In our study, none of the patients undergoing SDCT was diagnosed as AI when measuring cortisol levels by R1 and using the traditional cut-off. However, based on R2 cortisol concentrations and considering the cut-offs of 440 and 548 nmol/L after 30 and 60 min, respectively, AI would have been diagnosed in two patients (P1 and P6, Table 3). P1 had recently undergone unilateral adrenalectomy for a cortisol-secreting adenoma, which is often followed by transient hypoadrenalism lasting from a few months to several years [22]. P6 received a subsequent diagnosis of NCCAH with double heterozygosity for CYP21A2 mutations in c.290-13 A/C>G and c.841 G>T (leading, respectively, to 0% and 20–50% residual enzyme activity), which is potentially associated with AI. We cannot exclude that, by using R1, we would have missed the diagnosis of AI due to the assay interference with cortisol precursors.

To the best of our knowledge, there are no studies evaluating cortisol response after LDCT by R2 and LC-MS/MS in healthy subjects. It may be difficult to diagnose AI, especially when SAI is suspected, since the additional guidance based on high basal ACTH concentrations is lacking, and no tests (including ITT) correctly classify all patients [23].

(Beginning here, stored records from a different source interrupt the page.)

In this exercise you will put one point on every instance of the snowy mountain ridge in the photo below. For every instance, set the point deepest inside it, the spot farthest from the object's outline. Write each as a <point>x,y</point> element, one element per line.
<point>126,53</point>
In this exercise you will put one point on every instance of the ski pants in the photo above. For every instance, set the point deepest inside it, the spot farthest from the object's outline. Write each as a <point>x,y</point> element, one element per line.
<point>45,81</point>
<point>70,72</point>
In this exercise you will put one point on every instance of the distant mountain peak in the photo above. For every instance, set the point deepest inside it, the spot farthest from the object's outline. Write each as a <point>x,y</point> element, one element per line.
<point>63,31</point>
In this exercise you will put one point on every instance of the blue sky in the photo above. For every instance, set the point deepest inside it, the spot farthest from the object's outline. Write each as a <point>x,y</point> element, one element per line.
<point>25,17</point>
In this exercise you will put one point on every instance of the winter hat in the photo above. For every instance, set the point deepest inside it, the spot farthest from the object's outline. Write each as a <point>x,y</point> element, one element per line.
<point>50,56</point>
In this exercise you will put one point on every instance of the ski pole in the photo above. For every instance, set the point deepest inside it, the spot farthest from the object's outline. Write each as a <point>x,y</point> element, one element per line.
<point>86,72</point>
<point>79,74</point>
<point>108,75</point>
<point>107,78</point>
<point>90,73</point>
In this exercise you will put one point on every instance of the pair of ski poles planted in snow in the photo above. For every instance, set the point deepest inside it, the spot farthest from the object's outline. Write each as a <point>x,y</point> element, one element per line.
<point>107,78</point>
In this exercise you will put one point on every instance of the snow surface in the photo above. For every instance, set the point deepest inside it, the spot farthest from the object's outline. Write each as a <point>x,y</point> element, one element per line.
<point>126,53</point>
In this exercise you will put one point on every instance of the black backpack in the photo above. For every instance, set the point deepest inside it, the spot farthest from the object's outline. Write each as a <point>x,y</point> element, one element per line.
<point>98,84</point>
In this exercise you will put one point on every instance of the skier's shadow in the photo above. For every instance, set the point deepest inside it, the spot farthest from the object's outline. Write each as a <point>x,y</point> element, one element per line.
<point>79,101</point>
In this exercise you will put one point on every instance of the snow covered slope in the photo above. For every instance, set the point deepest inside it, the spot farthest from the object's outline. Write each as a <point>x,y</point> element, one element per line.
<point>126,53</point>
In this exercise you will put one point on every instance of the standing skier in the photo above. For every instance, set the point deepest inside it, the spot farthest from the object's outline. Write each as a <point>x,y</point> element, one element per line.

The current guidelines highlight that for a correct AI diagnosis, it is essential to understand the pre-test probability of disease and the test limitations and to apply proper clinical assessment and follow-up. Nevertheless, clinicians also need reliable biochemical data. The introduction into the clinical practice of more modern methods for cortisol measurement, such as R2 that has been calibrated on GC-MS/MS, makes the interpretation of cortisol stimulatory tests even more difficult in the absence of new cut-offs. Indeed, it is well known that LC-MS/MS and GC-MS/MS, the gold standard procedures for steroid measurement due to their lower cross-reactivity with other steroids, provide lower cortisol concentrations than older assays [14, 15, 18]. As a consequence, the cortisol cut-off to diagnose AI needs to be redefined.

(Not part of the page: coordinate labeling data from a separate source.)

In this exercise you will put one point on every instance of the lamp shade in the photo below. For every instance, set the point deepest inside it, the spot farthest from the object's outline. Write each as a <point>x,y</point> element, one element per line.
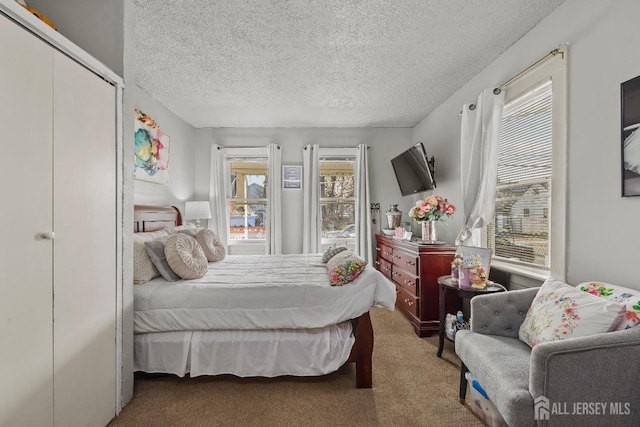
<point>197,210</point>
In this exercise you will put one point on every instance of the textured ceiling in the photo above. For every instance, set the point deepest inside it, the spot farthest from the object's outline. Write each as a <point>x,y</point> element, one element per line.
<point>319,63</point>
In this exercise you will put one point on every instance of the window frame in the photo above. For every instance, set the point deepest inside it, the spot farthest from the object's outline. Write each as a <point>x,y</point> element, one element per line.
<point>230,153</point>
<point>554,69</point>
<point>352,155</point>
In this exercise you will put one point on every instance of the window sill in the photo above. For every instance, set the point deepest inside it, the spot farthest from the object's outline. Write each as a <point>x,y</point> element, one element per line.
<point>246,242</point>
<point>529,272</point>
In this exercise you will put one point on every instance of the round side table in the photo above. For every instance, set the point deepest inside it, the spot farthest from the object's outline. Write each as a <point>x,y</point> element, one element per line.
<point>450,287</point>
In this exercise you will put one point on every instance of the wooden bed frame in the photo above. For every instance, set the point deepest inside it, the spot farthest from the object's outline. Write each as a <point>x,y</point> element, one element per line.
<point>152,218</point>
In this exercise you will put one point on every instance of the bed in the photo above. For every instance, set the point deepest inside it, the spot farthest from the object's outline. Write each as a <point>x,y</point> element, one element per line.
<point>265,316</point>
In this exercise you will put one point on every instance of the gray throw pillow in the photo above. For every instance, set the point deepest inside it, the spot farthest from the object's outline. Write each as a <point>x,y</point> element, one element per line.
<point>331,252</point>
<point>155,250</point>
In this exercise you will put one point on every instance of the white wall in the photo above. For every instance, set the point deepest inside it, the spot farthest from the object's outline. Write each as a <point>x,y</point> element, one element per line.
<point>181,157</point>
<point>385,143</point>
<point>603,231</point>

The main limitations of our study are the lack of a control group for both SDCT and LDCT, the low number of included patients, and the use of two different tests for the diagnosis of AI (SDCT and LDCT), which could have introduced a bias. Notwithstanding these limitations, the present data may be useful in clinical practice, since they confirm that a much lower cortisol cut-off after ACTH stimulation needs to be adopted when cortisol is measured by R2.

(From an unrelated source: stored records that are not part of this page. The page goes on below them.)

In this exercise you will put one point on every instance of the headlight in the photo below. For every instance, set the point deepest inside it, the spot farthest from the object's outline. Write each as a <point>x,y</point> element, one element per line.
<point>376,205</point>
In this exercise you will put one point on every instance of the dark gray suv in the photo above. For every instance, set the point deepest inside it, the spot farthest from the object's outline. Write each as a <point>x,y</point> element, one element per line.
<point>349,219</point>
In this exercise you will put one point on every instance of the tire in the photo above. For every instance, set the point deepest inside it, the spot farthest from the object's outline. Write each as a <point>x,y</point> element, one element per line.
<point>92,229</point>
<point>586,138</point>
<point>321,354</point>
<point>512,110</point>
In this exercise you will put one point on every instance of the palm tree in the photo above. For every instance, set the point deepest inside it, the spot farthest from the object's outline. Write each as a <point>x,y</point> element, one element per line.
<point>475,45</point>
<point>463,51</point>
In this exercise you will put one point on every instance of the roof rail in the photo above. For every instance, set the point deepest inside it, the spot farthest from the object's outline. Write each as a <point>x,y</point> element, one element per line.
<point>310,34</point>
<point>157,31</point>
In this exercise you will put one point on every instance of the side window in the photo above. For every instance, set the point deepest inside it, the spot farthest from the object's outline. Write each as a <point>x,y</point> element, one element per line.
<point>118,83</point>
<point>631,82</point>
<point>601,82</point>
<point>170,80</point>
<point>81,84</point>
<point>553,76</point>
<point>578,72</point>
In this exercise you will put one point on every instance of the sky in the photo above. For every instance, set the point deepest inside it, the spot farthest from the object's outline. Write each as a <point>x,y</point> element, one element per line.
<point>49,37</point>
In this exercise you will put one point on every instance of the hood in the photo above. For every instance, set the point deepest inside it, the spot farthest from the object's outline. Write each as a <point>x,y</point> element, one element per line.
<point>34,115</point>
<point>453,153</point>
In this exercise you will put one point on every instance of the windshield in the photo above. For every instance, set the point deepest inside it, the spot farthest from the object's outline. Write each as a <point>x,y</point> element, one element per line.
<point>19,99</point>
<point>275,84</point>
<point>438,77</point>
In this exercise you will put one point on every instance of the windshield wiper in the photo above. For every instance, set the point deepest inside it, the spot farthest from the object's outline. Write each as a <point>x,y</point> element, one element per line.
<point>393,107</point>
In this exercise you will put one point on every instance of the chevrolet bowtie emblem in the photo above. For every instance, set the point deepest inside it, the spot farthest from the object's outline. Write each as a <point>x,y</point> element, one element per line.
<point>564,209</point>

In conclusion, cortisol concentrations measured by the R2 method are similar to those measured by LC-MS/MS, and their use results in lower cortisol concentrations compared with R1. This could lead to AI misdiagnosis if the current cut-off of 500 nmol/L (18 μg/dL) is used. New clinically derived thresholds are not yet available, and this has to be taken into account when interpreting stimulated cortisol peak concentrations in clinical practice.